Hakikatin farkında olarak yaşamak

Dünyanın geçici olduğunu bilerek yaşamak da mümkün, kalıcı olduğunu zannederek yaşamak da. Hakikatin farkında olarak yaşamak, doğru yaşamanın ön şartı.

Behlül Dânâ‘yı huzuruna çağırtan Harun Reşid onu biraz sitemkâr bulmuş. Hizmetliler Behlül Dânâ‘yı mezarlıkta uyurken bulmuş ve uyandırmışlar. Behlül Dânâ kızgın;

-Benim sultanlığımı, tâcımı, tahtımı neden bozdun?

Halife Harun Reşid şaşırmış tabi. “Ne sultanlığı be adam? O nereden çıktı?”

-Ben rüyamda sultan idim. Tacım, tahtım ve hizmetlilerim vardı. Uyandırdın, aldın hepsini.

-Rüyadaki sultanlığa itibar edilir mi Behlül? Onun için üzülür mü hiç insan, diyerek cevap vermiş halife.

Behlül Dânâ her zamanki gibi düşündüren cevabıyla mukabele etmiş:

-Benim rüyadaki padişahlığımla senin hükümdarlığın arasında ne fark var? Ben gözlerimi açınca padişahlığım sona eriyor, seninki gözlerini kapatınca..  

Ölümün bir gün gelip bizi bulacağına, dünya hayatının ahiret hayatına nispetle yok hükmünde bir kısalıkla bize emanet edildiğine dair konuşurken hep dinleyenlere seslenirim;

“İşte hepimiz farklı yaşlardayız. Yaşı 20 olanla 50 olan arasında, ömrün nasıl geçti sorusuna verilen cevap açısından pek de fark görülmüyor. Hepimiz için ‘nasıl geçtiğini anlamadım’ manasında cevaplar vermekten başka çare yok. Yaşınız 80 olunca da bu cevap değişmeyecek. “

Kelimenin tam anlamıyla üç günlük dünya bu.

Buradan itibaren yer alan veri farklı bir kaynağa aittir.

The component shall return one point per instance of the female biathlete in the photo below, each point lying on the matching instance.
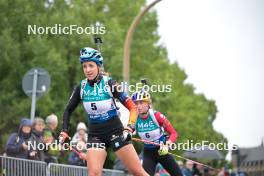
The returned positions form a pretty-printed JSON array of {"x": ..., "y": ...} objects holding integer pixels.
[
  {"x": 97, "y": 93},
  {"x": 150, "y": 127}
]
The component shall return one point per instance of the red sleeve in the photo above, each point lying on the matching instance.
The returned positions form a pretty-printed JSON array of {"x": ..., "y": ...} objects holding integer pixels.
[{"x": 165, "y": 123}]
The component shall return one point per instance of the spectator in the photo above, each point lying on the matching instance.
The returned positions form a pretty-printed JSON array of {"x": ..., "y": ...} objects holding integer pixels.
[
  {"x": 17, "y": 144},
  {"x": 38, "y": 136},
  {"x": 49, "y": 138},
  {"x": 187, "y": 171},
  {"x": 78, "y": 160}
]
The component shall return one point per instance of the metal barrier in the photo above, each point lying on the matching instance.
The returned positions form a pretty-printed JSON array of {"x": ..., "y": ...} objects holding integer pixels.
[
  {"x": 10, "y": 166},
  {"x": 70, "y": 170}
]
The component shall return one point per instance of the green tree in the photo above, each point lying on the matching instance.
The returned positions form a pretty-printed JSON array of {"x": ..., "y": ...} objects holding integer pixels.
[{"x": 191, "y": 114}]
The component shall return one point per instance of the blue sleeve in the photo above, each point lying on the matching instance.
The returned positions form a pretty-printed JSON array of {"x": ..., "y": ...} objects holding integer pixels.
[
  {"x": 12, "y": 147},
  {"x": 121, "y": 96}
]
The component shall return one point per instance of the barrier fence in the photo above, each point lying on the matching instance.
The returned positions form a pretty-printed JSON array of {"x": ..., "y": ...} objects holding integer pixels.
[
  {"x": 21, "y": 167},
  {"x": 10, "y": 166}
]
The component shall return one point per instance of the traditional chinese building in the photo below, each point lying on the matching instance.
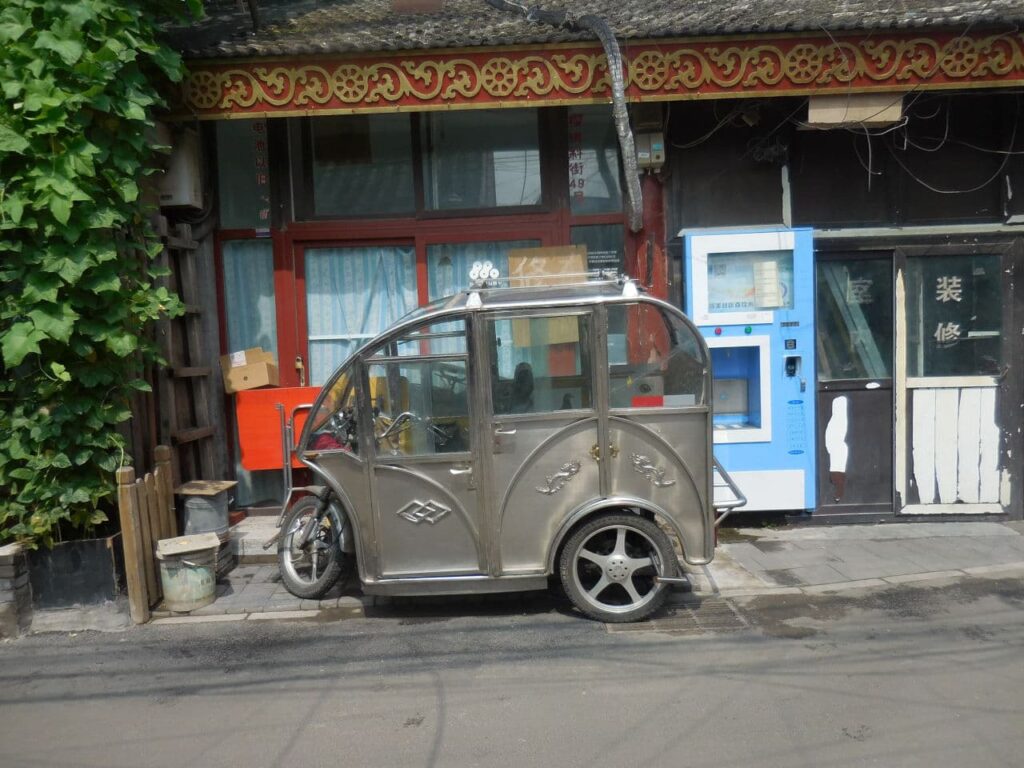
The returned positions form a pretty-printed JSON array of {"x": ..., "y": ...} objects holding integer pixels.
[{"x": 360, "y": 156}]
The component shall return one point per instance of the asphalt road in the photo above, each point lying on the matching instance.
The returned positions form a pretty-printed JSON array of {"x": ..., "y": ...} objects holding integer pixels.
[{"x": 910, "y": 677}]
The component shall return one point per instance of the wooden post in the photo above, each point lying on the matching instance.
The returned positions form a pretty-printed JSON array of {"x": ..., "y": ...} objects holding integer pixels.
[
  {"x": 137, "y": 602},
  {"x": 146, "y": 531},
  {"x": 166, "y": 491},
  {"x": 156, "y": 534}
]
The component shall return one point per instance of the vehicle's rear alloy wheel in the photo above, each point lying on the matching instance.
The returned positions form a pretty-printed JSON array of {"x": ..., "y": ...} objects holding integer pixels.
[{"x": 608, "y": 567}]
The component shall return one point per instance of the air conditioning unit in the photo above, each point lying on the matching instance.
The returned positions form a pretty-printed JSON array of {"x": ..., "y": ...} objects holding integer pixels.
[{"x": 181, "y": 184}]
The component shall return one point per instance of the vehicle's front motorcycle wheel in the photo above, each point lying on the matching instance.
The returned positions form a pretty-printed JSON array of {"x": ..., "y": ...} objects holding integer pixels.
[
  {"x": 609, "y": 566},
  {"x": 309, "y": 571}
]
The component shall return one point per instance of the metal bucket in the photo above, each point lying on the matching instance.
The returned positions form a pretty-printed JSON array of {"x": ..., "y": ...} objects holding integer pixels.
[
  {"x": 188, "y": 578},
  {"x": 207, "y": 513}
]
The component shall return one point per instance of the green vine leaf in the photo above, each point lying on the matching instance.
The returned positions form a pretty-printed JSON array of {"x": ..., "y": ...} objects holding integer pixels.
[
  {"x": 78, "y": 301},
  {"x": 22, "y": 340}
]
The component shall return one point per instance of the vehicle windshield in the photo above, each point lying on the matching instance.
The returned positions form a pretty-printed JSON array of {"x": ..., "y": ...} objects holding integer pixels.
[{"x": 333, "y": 423}]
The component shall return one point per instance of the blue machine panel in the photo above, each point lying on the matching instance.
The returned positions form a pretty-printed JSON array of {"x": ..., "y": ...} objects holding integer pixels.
[{"x": 752, "y": 295}]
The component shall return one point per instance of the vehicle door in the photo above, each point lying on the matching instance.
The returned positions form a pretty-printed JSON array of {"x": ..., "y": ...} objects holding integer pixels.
[
  {"x": 424, "y": 471},
  {"x": 541, "y": 446},
  {"x": 658, "y": 417}
]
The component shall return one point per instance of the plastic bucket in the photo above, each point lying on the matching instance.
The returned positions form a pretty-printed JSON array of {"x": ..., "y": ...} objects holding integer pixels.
[{"x": 188, "y": 580}]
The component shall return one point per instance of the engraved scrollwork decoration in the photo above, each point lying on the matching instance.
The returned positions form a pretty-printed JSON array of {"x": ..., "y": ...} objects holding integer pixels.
[
  {"x": 645, "y": 466},
  {"x": 704, "y": 69},
  {"x": 555, "y": 482}
]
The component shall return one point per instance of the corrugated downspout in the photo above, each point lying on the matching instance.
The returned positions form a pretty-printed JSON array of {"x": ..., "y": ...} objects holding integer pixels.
[{"x": 599, "y": 28}]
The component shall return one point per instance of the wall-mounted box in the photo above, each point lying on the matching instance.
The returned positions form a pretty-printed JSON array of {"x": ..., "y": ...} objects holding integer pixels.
[
  {"x": 854, "y": 109},
  {"x": 650, "y": 150},
  {"x": 181, "y": 184}
]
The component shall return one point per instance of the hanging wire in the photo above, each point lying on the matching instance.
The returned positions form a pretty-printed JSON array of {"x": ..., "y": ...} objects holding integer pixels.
[{"x": 986, "y": 182}]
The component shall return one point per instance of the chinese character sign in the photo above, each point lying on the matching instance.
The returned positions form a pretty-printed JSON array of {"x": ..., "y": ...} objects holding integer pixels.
[{"x": 244, "y": 174}]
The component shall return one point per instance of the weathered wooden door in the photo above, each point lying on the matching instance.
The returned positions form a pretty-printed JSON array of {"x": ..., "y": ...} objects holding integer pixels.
[
  {"x": 951, "y": 357},
  {"x": 855, "y": 387}
]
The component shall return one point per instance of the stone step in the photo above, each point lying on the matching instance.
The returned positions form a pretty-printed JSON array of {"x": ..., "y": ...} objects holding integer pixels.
[{"x": 249, "y": 537}]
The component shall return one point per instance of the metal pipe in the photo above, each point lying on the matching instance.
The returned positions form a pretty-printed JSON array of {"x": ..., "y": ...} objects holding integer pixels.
[{"x": 599, "y": 27}]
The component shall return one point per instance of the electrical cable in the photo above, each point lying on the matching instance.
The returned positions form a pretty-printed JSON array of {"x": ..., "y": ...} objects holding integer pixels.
[{"x": 986, "y": 182}]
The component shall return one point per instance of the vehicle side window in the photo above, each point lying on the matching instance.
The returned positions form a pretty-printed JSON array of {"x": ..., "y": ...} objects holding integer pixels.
[
  {"x": 437, "y": 338},
  {"x": 654, "y": 360},
  {"x": 540, "y": 365},
  {"x": 335, "y": 423},
  {"x": 420, "y": 407}
]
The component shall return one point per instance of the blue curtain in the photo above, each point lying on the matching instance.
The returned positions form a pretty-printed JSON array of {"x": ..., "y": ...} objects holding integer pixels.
[
  {"x": 351, "y": 295},
  {"x": 250, "y": 307}
]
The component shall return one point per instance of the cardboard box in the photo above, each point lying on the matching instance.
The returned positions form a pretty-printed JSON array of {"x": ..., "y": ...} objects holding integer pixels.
[{"x": 249, "y": 369}]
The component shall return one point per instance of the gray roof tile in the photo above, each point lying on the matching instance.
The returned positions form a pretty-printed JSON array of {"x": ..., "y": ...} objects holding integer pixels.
[{"x": 317, "y": 27}]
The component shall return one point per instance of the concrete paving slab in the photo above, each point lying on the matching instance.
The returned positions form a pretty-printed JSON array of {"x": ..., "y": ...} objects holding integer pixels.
[
  {"x": 935, "y": 576},
  {"x": 249, "y": 537},
  {"x": 859, "y": 584},
  {"x": 283, "y": 614},
  {"x": 804, "y": 576},
  {"x": 1010, "y": 567},
  {"x": 200, "y": 620},
  {"x": 882, "y": 531}
]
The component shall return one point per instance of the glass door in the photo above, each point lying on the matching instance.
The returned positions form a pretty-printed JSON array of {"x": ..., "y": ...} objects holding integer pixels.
[
  {"x": 950, "y": 342},
  {"x": 855, "y": 386}
]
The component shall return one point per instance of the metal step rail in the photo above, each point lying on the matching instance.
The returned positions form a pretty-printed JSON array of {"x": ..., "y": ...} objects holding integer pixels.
[{"x": 726, "y": 494}]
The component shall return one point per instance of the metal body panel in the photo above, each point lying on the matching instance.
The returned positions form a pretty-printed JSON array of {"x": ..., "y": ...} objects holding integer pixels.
[
  {"x": 542, "y": 480},
  {"x": 493, "y": 519}
]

Ama nasıl oluyorsa oluyor biz bu hayatın kalıcı olduğu vehmine kapılıyoruz durmadan. Biteceğini ve hesaba çekileceğimizi unutuyoruz. Unutuyoruz ve hesabı verilemeyecek bir hayatı yaşıyoruz. Peki nasıl aldanıyoruz?

Tahirü’l-Mevlevî’nin Mesnevî Şerhi’ni okurken rastladığım pasajlar bu soruya cevap mahiyetinde bir iki misal ihtiva ediyordu. Mevlânâ’nın Mesnevî’sinde hikayelerden, benzetmelerden çokça yararlandığı konunun yabancısı olmayanlar için malum.  İşte yine öyle bir misalle deniliyor ki;

“Ömür su gibi yeniden yeniye akıp gider. Fakat cesette bir daimîlik gösterir. Elinde hızlı hızlı oynattığın ucu ateşli bir sopa nasıl upuzun ve tek bir ateş hattı gibi görünürse ömür de pek çabuk akıp geçtiğinden daimî bir şekilde görünür. Ateşli çöpü sallasan ateş gözüne upuzun görünür.”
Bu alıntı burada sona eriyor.